God will never give you more than you can handle with His strength.
How’s that for a cliché? I don’t think that most people lead lives, by choice, that require them to rely on this idea. Sometimes when something really terrible happens, or your having a hard week, month, year – this is the line handed to you. But I don’t think it’s frequent that people choose lifestyles that truly require them to fully rely on God’s strength to get them through the moment. I think that because people don’t generally make choices that require that kind of dependence on Him, that kind of trust, that when someone does make a choice of that variety – they are looked at as being foolish.

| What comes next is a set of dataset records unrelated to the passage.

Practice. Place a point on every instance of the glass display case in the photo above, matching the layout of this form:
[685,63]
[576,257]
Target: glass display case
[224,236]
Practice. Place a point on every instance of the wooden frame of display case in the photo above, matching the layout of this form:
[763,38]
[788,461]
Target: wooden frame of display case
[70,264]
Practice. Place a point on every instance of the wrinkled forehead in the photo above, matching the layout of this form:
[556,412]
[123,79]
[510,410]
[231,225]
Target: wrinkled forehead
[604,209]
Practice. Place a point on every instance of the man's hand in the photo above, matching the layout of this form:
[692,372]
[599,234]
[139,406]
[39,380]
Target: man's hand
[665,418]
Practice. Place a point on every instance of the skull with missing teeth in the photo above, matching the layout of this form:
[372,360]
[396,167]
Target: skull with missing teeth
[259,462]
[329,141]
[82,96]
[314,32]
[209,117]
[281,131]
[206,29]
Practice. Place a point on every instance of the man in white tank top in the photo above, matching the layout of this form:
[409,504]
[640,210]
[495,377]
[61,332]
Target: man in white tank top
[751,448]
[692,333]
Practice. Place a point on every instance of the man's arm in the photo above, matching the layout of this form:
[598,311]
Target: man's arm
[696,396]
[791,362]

When we actually decide to fully rely on Him, to follow Him wherever he leads us, with no lifeboats stored on board other than His grace, love, and strength – that’s when people start to question if you are being wise, if you really know what you’re getting into, if you can do it.
I want to have to rely on Him to get me through this life He has given me. I want the peace of knowing that there is nothing I can do to make it work – it’s all Him, and that’s where he gets the glory.
We got a call for a placement this afternoon.
And call me crazy. Call me foolish. But we said yes.
The intake worker called and very hesitantly asked me if I would be interested in hearing about a sibling group that needs a home. Of course. They were calling from out of county – they had already exhausted any chance of placing them in a foster home in their home county. They only have until Friday to find a place for them to go – or it’s likely that they would end up in a homeless shelter for kids.
Four kids. Ages 2, 4, 6, and 8. Three boys and one girl. By Friday we’ll probably be a family of 7. There are things I’m nervous about. You know, the kinds of things you’re nervous about when you’re about to add four kids to your family simultaneously. But I think most of my reservation comes from people acting like we have lost our ever-loving minds when we have told them.
But I’m going to let that go. I won’t accept that. God has brought us here, and we’re going to follow in the path he’s given us. Dependent on Him. Cause I’m not going to pretend that I think I know what it’s like to have 5 kids. But He knows what it’s like for me to have 5 kids, and that’s where he’s put us.
So here we go, foolishly dependent on the maker of the universe.
“For the foolishness of God is wiser than man’s wisdom, and the weakness of God is stronger than man’s strength.”